It sounds strange to say this (even to myself), but I've already written about everything I know about my father.
Physically, I only spent one hour with him, excluding unremembered baby-time. Telephonically, he started calling me when I was in my early-30's and he was nearing the end of his life. So add on a couple of phone conversation hours I spent with him.
This morning, Father's Day 2016, I pulled out my "Father" file folder. It contains the sum total of what I jotted down at the time about my father after he briefly came into my life back in the 1980's.
The sheet doesn't have much information on it. And like I said, I can't make out some of the words. Much of what I wrote down doesn't pertain to my father. It's about his other children, my half brothers and sisters whom I didn't know about until my father told me some things about them.
I'm glad I have it. It isn't much, but it's hugely more than I had for the thirty-some years before he contacted me. Which was basically, nothing. Just one word, "John," that would be penned on the Christmas card he'd sometimes send to me when I was a kid.
I'd look at it and sort of wish that he'd written "Dad" or "Your father, John."
All my friends had fathers in their lives. Why not me? As I spoke about at the beginning of my Stories From the Dark Side talk in 2014, I'd complain to the God that I didn't really believe in: "God, what the hell? Why don't I have a father?"
But of course, I did.
All humans do. Each of us is a genetic blend of our mother and father. And each of them were genetic blends of their mother and father. So it goes, all the way back through the 3.5 billion years life has existed on earth, to LUCA -- our Last Universal Common Ancestor, most likely a small, single-cell organism.
So here I am, the present-day culmination of all this, sitting outside on our deck before I started writing this post, the natural world that gave me birth reflected in the window behind my chair.

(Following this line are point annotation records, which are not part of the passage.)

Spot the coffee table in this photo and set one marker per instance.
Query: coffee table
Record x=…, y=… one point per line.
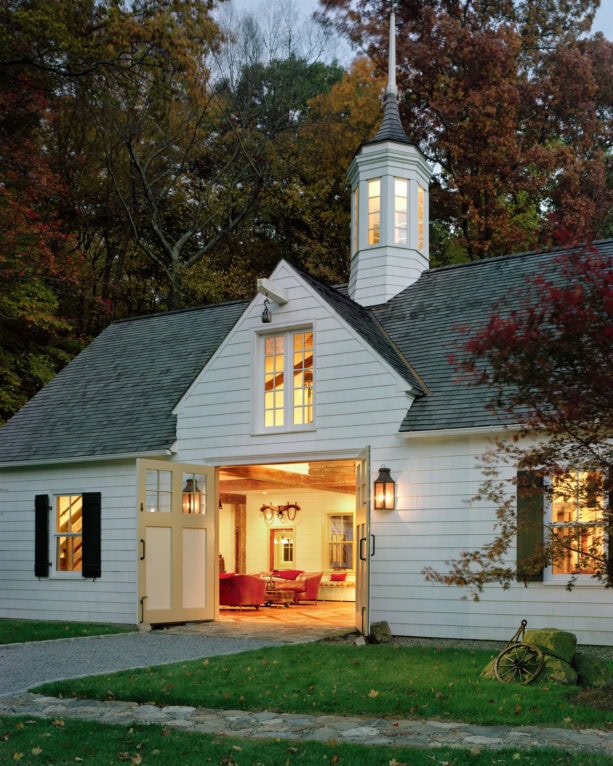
x=278, y=597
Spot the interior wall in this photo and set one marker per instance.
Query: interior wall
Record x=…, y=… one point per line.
x=309, y=528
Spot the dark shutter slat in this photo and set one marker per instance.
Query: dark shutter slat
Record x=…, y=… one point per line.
x=530, y=525
x=41, y=536
x=92, y=527
x=609, y=572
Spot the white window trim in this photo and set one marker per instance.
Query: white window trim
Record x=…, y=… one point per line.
x=549, y=578
x=55, y=573
x=258, y=387
x=326, y=541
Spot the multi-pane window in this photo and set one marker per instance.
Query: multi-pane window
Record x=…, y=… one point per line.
x=577, y=506
x=374, y=211
x=420, y=218
x=69, y=533
x=158, y=486
x=339, y=553
x=283, y=541
x=288, y=379
x=401, y=211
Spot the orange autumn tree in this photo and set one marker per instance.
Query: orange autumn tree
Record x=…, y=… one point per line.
x=545, y=354
x=511, y=103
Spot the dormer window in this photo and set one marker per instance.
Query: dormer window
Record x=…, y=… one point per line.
x=374, y=211
x=288, y=379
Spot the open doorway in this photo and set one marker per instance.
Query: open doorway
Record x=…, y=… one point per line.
x=276, y=520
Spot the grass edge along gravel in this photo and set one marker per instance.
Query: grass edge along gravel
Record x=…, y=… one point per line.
x=13, y=631
x=35, y=741
x=319, y=678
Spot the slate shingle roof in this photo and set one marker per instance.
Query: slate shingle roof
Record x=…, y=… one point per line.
x=367, y=325
x=117, y=395
x=423, y=321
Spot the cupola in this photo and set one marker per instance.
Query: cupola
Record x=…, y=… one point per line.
x=389, y=211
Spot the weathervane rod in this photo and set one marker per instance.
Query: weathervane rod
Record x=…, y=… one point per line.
x=391, y=67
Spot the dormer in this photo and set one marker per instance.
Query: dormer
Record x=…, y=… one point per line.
x=389, y=211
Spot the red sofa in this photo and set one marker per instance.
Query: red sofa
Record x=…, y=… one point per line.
x=241, y=590
x=305, y=585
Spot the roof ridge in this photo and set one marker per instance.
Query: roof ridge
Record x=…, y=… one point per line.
x=201, y=307
x=524, y=254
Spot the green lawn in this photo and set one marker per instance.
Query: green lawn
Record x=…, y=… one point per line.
x=29, y=741
x=18, y=631
x=372, y=680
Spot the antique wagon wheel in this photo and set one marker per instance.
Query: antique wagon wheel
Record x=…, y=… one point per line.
x=518, y=663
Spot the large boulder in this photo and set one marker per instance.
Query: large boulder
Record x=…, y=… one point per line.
x=556, y=671
x=592, y=672
x=558, y=643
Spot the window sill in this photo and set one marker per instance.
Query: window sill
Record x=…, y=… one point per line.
x=290, y=430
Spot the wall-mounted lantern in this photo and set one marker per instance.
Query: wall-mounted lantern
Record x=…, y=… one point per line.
x=385, y=490
x=191, y=497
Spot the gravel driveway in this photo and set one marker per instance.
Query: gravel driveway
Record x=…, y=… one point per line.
x=23, y=666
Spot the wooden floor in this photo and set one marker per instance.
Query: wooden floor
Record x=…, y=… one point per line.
x=298, y=622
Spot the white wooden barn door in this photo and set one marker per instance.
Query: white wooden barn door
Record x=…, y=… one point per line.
x=362, y=522
x=177, y=522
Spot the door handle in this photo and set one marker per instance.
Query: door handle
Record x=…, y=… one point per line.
x=363, y=541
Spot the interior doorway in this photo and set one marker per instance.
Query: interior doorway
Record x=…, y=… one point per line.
x=291, y=518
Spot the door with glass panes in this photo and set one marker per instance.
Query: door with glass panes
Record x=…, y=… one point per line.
x=177, y=510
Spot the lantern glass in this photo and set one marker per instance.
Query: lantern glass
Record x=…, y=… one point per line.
x=385, y=491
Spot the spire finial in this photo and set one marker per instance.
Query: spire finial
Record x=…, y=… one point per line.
x=391, y=66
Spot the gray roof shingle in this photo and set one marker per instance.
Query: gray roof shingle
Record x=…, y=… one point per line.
x=424, y=322
x=117, y=395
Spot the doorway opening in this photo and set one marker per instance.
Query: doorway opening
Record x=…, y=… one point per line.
x=289, y=522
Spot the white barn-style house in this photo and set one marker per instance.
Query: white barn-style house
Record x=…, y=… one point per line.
x=175, y=441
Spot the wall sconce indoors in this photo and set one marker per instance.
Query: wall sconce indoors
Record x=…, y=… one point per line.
x=385, y=490
x=281, y=512
x=266, y=314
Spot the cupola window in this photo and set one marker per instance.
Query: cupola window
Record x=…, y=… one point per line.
x=374, y=211
x=401, y=208
x=420, y=218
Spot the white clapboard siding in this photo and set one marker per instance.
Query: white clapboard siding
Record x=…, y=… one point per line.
x=433, y=523
x=110, y=598
x=358, y=398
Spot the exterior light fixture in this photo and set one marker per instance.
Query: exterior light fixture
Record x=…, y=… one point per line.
x=191, y=497
x=385, y=490
x=266, y=314
x=280, y=512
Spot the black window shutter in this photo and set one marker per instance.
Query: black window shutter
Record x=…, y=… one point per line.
x=41, y=536
x=92, y=564
x=609, y=530
x=530, y=525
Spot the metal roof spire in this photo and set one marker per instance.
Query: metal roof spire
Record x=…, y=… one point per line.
x=391, y=127
x=391, y=63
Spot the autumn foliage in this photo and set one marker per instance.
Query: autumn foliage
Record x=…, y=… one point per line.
x=546, y=355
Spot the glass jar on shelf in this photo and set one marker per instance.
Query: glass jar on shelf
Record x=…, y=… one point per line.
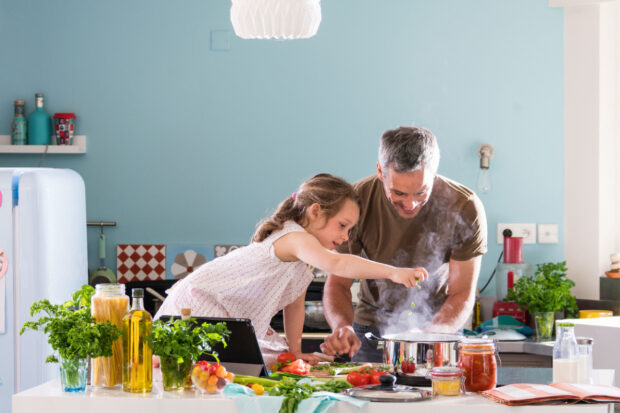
x=109, y=303
x=478, y=359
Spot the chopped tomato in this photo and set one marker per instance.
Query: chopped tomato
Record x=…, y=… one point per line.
x=286, y=358
x=358, y=379
x=374, y=377
x=297, y=367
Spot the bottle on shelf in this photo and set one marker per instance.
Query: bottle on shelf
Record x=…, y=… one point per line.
x=18, y=126
x=565, y=355
x=137, y=353
x=39, y=124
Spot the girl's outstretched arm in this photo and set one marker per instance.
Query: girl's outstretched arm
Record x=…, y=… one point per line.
x=305, y=247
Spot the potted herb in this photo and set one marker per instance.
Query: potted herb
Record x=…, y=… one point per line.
x=179, y=343
x=543, y=294
x=73, y=334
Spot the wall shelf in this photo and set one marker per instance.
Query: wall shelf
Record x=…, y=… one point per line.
x=79, y=146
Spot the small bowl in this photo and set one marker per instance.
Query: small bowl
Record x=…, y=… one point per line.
x=210, y=378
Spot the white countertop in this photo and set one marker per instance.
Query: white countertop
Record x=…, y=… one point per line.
x=48, y=397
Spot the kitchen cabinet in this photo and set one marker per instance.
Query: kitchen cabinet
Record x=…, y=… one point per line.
x=78, y=147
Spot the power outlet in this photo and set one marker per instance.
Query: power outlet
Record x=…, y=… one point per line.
x=548, y=233
x=527, y=231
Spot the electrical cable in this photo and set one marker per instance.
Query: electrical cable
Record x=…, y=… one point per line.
x=493, y=273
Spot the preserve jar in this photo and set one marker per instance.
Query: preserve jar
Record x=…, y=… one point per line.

My selfie is of half of my father. That's so much more meaningful to me than the few memories I have of John Hines, whether written down or encoded in the fading neuronal recollections of the several hours I spent with him telephonically or in person.
I've felt guilty that after the one hour I spent physically with my father, I didn't write down anything about the encounter. So what I'm left with now are just a few seconds of reasonably reliable/coherent mental images of what happened after I knocked on a Boston hotel room door and spent the hour with my father.
An hour of lived time shrinks to a few seconds of remembered time. And then, at some point... to nothing after I die.
Until that moment, though, my father lives on. In me. As me. Part of me, at least. A large part.
This morning I listened, as I habitually do, to a daily guided meditation on my iPhone's "Calm" app. Today's theme was Kindness. Near the end of the meditation, the woman who does the guiding said:
Let loving kindness extend through your whole body as you take those last few breaths.
She was speaking of the last few breaths that were part of the meditation practice, not the last breaths of my life (thankfully; I want to see Game 7 of the NBA Finals later today -- great Father's Day present, Warriors and Cavaliers!)
As she said those words, I felt that the best way I could remember my barely-remembered father today was to be aware -- really aware -- of myself and what I'll be experiencing on this Sunday.
After all, John Hines is an integral part of me. As is my mother. And their ancestors. And all other non-human livings beings all the way back to that Last Universal Common Ancestor.
My father is dead, but in some strange way he continues to live on through my eyes, my ears, my other senses, my thoughts, my feelings. I recollect that I spoke about this at the end of my Stories From the Dark Side talk (but it's been a while since I listened to it).